The Mystic Moose bar was magnificent. Instead of recreating the fussy opulence of Madam Belle’s Golden Eagle, the new owners had opted for rustic chic. Rough white stucco walls and heavy, carved mahogany wood-work. Massive versions of Lucy’s antler chandelier hung from the thick exposed beams in the high ceiling. The back wall was dominated by a series of tall multipaned windows and French doors that led onto a broad terrace and gave a magnificent view of the mountains that rose to the east. The centerpiece of the south wall was a huge fieldstone fireplace, over which hung an enormous mounted moose head. The moose looked straight across to a beautiful bar that gleamed in the soft afternoon light with the rich patina of age and loving care. Behind it, Madam Belle’s gilt-framed mirror still hung; twenty feet of homage to an illicit affair of a bygone era.

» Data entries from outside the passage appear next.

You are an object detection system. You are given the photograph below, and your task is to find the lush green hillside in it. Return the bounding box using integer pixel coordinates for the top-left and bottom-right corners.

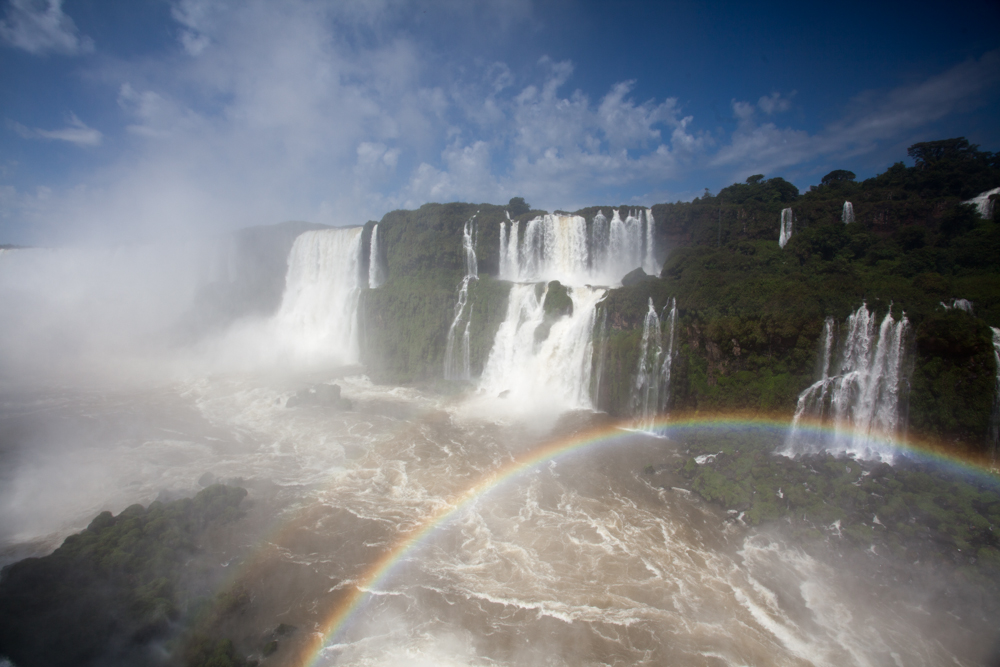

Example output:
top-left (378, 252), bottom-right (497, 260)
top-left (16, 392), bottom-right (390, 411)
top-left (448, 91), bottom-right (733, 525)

top-left (358, 203), bottom-right (514, 384)
top-left (0, 485), bottom-right (248, 667)
top-left (351, 138), bottom-right (999, 455)
top-left (594, 138), bottom-right (1000, 455)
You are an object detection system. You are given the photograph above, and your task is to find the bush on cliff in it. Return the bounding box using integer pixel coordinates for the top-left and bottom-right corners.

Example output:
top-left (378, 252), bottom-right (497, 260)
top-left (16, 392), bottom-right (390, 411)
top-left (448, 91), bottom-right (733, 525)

top-left (0, 485), bottom-right (247, 667)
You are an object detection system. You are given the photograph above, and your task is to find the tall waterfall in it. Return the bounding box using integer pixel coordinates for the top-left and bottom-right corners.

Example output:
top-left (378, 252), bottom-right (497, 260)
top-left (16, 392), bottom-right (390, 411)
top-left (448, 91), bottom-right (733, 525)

top-left (782, 304), bottom-right (909, 460)
top-left (842, 201), bottom-right (854, 224)
top-left (990, 327), bottom-right (1000, 465)
top-left (368, 224), bottom-right (384, 288)
top-left (500, 209), bottom-right (657, 285)
top-left (444, 216), bottom-right (478, 381)
top-left (660, 297), bottom-right (678, 413)
top-left (632, 299), bottom-right (663, 429)
top-left (779, 208), bottom-right (794, 248)
top-left (630, 297), bottom-right (677, 430)
top-left (478, 284), bottom-right (604, 410)
top-left (272, 227), bottom-right (364, 364)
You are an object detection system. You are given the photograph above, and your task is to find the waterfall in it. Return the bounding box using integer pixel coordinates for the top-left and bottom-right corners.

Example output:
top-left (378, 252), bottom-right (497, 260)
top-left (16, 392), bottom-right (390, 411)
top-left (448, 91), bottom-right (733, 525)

top-left (485, 206), bottom-right (656, 411)
top-left (629, 297), bottom-right (677, 430)
top-left (499, 208), bottom-right (656, 285)
top-left (842, 201), bottom-right (854, 224)
top-left (272, 227), bottom-right (364, 364)
top-left (990, 327), bottom-right (1000, 465)
top-left (963, 186), bottom-right (1000, 219)
top-left (591, 307), bottom-right (608, 407)
top-left (779, 208), bottom-right (793, 248)
top-left (445, 216), bottom-right (479, 381)
top-left (632, 299), bottom-right (663, 429)
top-left (660, 297), bottom-right (678, 413)
top-left (478, 284), bottom-right (605, 410)
top-left (782, 305), bottom-right (909, 461)
top-left (368, 224), bottom-right (384, 288)
top-left (643, 209), bottom-right (659, 275)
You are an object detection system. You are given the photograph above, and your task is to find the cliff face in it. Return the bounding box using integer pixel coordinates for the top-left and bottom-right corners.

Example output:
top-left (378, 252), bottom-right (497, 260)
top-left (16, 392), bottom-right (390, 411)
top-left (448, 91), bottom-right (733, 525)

top-left (233, 140), bottom-right (1000, 457)
top-left (594, 168), bottom-right (1000, 454)
top-left (357, 203), bottom-right (513, 384)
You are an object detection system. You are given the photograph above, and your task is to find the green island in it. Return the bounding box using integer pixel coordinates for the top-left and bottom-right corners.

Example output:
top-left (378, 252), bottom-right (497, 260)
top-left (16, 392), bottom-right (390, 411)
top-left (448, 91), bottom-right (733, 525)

top-left (0, 485), bottom-right (253, 667)
top-left (651, 426), bottom-right (1000, 611)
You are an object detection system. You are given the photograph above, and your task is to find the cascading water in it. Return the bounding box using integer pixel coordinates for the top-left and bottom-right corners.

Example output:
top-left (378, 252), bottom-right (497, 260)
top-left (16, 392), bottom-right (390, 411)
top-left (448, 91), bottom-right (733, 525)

top-left (842, 201), bottom-right (854, 224)
top-left (782, 304), bottom-right (909, 460)
top-left (271, 227), bottom-right (364, 365)
top-left (963, 186), bottom-right (1000, 219)
top-left (778, 208), bottom-right (793, 248)
top-left (659, 297), bottom-right (677, 413)
top-left (591, 307), bottom-right (608, 406)
top-left (632, 299), bottom-right (663, 429)
top-left (630, 297), bottom-right (677, 430)
top-left (368, 224), bottom-right (384, 288)
top-left (990, 327), bottom-right (1000, 465)
top-left (478, 284), bottom-right (604, 411)
top-left (483, 207), bottom-right (658, 411)
top-left (444, 216), bottom-right (479, 381)
top-left (499, 209), bottom-right (657, 286)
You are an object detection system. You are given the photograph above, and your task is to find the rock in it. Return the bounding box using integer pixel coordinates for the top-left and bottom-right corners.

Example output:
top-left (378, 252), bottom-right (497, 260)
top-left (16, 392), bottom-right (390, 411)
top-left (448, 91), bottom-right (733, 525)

top-left (621, 267), bottom-right (651, 286)
top-left (286, 384), bottom-right (352, 410)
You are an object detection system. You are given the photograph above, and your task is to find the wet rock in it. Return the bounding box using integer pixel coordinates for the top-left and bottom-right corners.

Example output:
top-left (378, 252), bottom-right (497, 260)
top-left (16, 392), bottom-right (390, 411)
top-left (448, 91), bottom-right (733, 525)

top-left (286, 384), bottom-right (352, 410)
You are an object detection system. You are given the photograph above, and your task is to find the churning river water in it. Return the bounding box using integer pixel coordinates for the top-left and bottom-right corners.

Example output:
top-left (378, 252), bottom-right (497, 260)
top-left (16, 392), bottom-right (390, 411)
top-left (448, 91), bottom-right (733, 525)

top-left (1, 371), bottom-right (993, 667)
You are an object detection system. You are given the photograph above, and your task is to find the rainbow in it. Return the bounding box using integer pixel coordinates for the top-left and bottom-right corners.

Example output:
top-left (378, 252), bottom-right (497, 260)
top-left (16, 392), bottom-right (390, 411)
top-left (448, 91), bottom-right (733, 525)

top-left (291, 413), bottom-right (998, 666)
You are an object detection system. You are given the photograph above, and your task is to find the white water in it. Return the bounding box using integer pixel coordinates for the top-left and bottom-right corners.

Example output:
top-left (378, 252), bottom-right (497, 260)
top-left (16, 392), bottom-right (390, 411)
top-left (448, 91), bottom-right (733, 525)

top-left (783, 305), bottom-right (909, 460)
top-left (963, 186), bottom-right (1000, 219)
top-left (500, 209), bottom-right (657, 286)
top-left (660, 297), bottom-right (678, 414)
top-left (368, 224), bottom-right (384, 289)
top-left (631, 297), bottom-right (678, 431)
top-left (268, 227), bottom-right (365, 366)
top-left (0, 238), bottom-right (991, 666)
top-left (444, 217), bottom-right (479, 381)
top-left (477, 284), bottom-right (604, 413)
top-left (0, 374), bottom-right (986, 666)
top-left (632, 299), bottom-right (663, 429)
top-left (941, 298), bottom-right (973, 313)
top-left (779, 208), bottom-right (794, 248)
top-left (842, 201), bottom-right (854, 224)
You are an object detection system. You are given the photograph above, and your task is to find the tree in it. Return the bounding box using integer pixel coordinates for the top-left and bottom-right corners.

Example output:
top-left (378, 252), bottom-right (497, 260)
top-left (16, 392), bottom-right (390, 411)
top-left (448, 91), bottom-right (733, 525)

top-left (821, 169), bottom-right (856, 185)
top-left (507, 197), bottom-right (530, 217)
top-left (907, 137), bottom-right (979, 169)
top-left (746, 174), bottom-right (765, 184)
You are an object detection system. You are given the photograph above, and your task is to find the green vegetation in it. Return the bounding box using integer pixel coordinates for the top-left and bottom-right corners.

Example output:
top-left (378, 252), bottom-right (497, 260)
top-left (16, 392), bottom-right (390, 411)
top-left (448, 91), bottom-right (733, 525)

top-left (593, 138), bottom-right (1000, 453)
top-left (0, 485), bottom-right (248, 667)
top-left (358, 202), bottom-right (515, 384)
top-left (664, 428), bottom-right (1000, 588)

There was a fair number of customers for the middle of the afternoon. A few cast curious looks in Mari’s direction as she made her way to a table near the fireplace and settled into a large, comfortable captain’s chair. She put her rock on the table and stared at it vacantly.
“If you don’t mind my saying, luv, you look positively knackered.”
The cultured British tones brought her head up and added another layer of confusion to the fog shrouding her brain. “Excuse me?”
“I say, you look all done in,” he said, a gentle smile curving his mouth. He looked fortyish and attractive with wavy auburn hair, a bold nose, and a kind shine in his eyes. An afternoon beard shadowed his lean cheeks, but took nothing away from the overall impression of style and quality he projected in a loose-fitting ivory silk shirt and coffee-brown trousers. He leaned across the table and placed a cocktail napkin beside her stone. “Is something the matter?”